Make Claude Argue the Side You Didn't Pick
What it is
A bias-check where, once you're leaning toward a choice, you ask Claude to build the strongest possible case for the option you're rejecting — a genuine steelman, not a token counterpoint — so your decision survives contact with its best objection.
Why it works
By the time you've decided, you're gathering support, not testing the choice, and an agreeable model will happily reinforce you. Asking it to argue the other side hard breaks that loop: it surfaces the real trade-off you glossed over, the context where your choice is wrong, and the assumption you didn't notice you'd made.

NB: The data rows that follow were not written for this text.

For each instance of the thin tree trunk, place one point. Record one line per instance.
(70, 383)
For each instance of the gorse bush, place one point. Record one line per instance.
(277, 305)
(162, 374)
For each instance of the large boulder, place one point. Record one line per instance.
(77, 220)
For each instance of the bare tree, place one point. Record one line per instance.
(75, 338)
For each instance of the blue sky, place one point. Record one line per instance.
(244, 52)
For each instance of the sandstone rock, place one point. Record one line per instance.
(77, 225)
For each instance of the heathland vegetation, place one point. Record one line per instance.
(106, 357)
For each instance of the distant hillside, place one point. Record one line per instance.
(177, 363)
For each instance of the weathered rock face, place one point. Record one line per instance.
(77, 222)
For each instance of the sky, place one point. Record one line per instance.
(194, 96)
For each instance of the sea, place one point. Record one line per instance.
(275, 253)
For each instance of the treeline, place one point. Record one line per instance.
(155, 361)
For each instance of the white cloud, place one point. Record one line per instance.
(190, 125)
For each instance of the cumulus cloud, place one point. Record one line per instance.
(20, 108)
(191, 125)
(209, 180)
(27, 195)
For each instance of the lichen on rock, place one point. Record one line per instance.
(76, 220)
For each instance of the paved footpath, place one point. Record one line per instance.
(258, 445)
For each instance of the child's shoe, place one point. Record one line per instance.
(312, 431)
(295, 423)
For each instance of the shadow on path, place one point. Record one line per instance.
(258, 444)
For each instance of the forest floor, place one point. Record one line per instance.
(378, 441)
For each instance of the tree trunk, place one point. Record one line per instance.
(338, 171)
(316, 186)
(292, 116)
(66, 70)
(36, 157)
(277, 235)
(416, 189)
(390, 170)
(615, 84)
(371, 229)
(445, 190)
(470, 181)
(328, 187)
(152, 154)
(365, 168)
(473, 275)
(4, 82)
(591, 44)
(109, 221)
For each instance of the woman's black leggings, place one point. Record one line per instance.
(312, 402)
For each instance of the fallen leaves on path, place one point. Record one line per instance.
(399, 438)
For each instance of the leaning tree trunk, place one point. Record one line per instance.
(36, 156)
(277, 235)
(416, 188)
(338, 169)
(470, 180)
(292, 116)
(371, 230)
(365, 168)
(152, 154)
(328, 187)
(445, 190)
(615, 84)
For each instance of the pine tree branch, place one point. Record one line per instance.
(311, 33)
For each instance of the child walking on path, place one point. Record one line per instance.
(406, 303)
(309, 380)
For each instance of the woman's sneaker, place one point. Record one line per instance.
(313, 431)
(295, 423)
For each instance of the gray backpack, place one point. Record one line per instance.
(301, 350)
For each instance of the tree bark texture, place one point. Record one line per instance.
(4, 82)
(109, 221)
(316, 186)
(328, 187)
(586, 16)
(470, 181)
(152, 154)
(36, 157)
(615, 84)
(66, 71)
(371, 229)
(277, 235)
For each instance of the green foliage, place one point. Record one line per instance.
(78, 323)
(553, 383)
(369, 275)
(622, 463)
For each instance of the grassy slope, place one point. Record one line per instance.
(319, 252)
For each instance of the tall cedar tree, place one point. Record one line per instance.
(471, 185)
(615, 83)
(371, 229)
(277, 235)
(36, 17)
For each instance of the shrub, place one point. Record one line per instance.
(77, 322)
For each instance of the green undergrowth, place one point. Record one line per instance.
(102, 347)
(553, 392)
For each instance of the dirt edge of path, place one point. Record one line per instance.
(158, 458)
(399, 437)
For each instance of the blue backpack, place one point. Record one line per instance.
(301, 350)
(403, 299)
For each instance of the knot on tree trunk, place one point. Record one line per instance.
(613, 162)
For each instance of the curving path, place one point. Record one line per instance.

If your decision survives the steelman, you can commit with confidence; if it doesn't, you just saved yourself an expensive mistake.
When to use it
Consequential, hard-to-reverse decisions; times you notice you're already sure; and whenever a choice 'obviously' beats the alternatives — obviousness is exactly when you're most likely blind.
When not to use it
Low-stakes or easily reversible choices where the analysis costs more than a wrong call, and moments when you need to commit and act rather than reopen a settled question.
Prompt
I'm leaning toward <your choice> over <the alternative>. Argue the opposite as strongly and honestly as you can: make the best real case that <the alternative> is the right call, name the conditions under which it clearly wins, and point out the assumption in my reasoning most likely to be wrong. Don't hedge — steelman it.Example
Set on building a feature in-house, you ask Claude to argue for buying; it makes the maintenance-cost case you'd underweighted and names the assumption ('our needs are unique') as the weak link — you still build, but you scope it far more narrowly.
Advanced version
Have Claude argue every option in turn as if it were the obvious best choice, each with its strongest advocate. Reading them side by side shows you which case is genuinely strongest versus which one merely matched your prior.
Common mistakes
- Accepting a weak, strawman counter-argument and calling it a stress test.
- Using the exercise to endlessly relitigate a decision you actually need to make.
- Only steelmanning after you've already committed resources, when it's too late to matter.